Thursday, May 10, 2007

150 Mbps download speeds

[Nairobi, Kenya]
WOW, DID somebody say 150 Megabit per second? Am I on Planet Earth? You betcha...courtesy of some amazing advances in cable modem technology, which always seems to blow DSL (via telephone company) out of the water. Too bad cable TV is not in these parts. Everything down here on the idiot box (oops, I mean TV!) comes in via satellite. Anyhow, check this out and be prepared to drool:

Comcast Corp. Chief Executive Brian Roberts dazzled a cable industry audience Tuesday, showing off for the first time in public new technology that enabled a data download speed of 150 megabits per second, or roughly 25 times faster than today's standard cable modems.
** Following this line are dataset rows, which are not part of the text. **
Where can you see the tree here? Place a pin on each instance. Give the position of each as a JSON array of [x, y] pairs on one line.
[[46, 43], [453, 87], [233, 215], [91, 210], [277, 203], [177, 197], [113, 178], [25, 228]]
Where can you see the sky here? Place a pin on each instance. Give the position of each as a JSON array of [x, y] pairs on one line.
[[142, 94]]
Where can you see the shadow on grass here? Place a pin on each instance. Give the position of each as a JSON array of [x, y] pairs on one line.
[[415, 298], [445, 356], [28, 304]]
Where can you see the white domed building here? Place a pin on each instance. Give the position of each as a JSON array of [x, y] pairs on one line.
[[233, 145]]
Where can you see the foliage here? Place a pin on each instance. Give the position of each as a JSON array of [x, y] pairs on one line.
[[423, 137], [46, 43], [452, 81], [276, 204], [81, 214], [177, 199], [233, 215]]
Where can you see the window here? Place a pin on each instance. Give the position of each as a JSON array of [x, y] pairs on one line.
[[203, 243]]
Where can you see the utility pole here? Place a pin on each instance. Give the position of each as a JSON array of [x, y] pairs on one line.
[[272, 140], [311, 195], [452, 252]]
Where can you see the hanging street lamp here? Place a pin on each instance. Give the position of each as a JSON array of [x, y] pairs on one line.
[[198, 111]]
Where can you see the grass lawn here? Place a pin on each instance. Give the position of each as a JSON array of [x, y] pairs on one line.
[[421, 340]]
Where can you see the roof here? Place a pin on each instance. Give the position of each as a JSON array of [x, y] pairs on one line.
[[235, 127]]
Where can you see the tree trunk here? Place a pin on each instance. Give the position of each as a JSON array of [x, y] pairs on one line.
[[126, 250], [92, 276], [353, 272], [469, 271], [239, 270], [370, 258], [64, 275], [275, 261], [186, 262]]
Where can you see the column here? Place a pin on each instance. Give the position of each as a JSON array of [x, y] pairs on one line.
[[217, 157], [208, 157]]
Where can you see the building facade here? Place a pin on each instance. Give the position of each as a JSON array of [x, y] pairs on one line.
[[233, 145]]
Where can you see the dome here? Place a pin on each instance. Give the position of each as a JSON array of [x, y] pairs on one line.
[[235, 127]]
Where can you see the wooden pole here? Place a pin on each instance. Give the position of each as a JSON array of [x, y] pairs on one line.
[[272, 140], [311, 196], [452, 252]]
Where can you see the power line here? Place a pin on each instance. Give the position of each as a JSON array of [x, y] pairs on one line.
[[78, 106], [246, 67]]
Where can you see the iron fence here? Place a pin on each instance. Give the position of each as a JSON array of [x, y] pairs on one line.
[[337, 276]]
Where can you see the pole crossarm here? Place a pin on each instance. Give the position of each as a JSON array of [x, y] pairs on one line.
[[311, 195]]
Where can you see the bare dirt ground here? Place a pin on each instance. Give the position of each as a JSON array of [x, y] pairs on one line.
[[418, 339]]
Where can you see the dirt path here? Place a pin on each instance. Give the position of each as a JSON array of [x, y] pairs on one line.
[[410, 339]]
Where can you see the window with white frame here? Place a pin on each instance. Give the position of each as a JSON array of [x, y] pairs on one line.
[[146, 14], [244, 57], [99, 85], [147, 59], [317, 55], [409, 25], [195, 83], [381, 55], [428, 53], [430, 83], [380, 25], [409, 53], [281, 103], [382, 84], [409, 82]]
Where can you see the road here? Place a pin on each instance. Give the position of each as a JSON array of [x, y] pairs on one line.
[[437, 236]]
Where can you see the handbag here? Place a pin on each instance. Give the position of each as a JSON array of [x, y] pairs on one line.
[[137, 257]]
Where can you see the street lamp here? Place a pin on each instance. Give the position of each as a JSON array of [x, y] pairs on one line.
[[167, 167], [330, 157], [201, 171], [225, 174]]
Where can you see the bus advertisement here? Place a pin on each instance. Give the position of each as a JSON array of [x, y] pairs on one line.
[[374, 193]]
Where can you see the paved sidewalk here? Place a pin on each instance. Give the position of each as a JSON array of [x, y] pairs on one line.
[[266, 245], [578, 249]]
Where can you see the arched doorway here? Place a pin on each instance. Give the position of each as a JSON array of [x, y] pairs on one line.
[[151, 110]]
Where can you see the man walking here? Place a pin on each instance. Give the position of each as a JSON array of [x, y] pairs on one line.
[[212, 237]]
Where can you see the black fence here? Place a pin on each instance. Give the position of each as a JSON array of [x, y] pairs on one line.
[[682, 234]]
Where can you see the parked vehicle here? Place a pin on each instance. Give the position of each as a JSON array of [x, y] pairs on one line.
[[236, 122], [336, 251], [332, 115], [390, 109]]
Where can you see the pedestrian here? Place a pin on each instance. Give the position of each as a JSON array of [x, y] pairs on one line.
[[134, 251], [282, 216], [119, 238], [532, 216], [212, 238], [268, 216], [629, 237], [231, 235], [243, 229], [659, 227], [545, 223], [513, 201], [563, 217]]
The cost of modems that would support the technology, called "channel bonding," is "not that dissimilar to modems today," he told The Associated Press after a demonstration at The Cable Show. It could be available "within less than a couple years," he said.

The new cable technology is crucial because the industry is competing with a speedy new offering called FiOS, a TV and Internet service that Verizon Communications Inc. is selling over a new fiber-optic network. The top speed currently available through FiOS is 50 megabits per second, but the network is already capable of providing 100 Mbps and the fiber lines offer nearly unlimited potential.

The technology, called DOCSIS 3.0, was developed by the cable industry's research arm, Cable Television Laboratories. Instead of using one TV channel to transmit data, it uses four...

...In the presentation, ARRIS Group Inc. chief executive Robert Stanzione downloaded a 30-second, 300-megabyte television commercial in a few seconds and watched it long before a standard modem worked through an estimated download time of 16 minutes.

Stanzione also downloaded the 32-volume Encyclopaedia Britannica 2007 and Merriam-Webster's visual dictionary in under four minutes, when it would have taken a standard modem three hours and 12 minutes.

"If you look at what just happened, 55 million words, 100,000 articles, more than 22,000 pictures, maps and more than 400 video clips," Roberts said. "The same download on dial-up would have taken two weeks..." {source}

Good lords, but those are some fast download speeds. Do you know how productive I could be if I had access to that kind of technology? And can you imagine the implications for Africa if her ISPs were able to offer said technology to her bandwidth-starved netizens?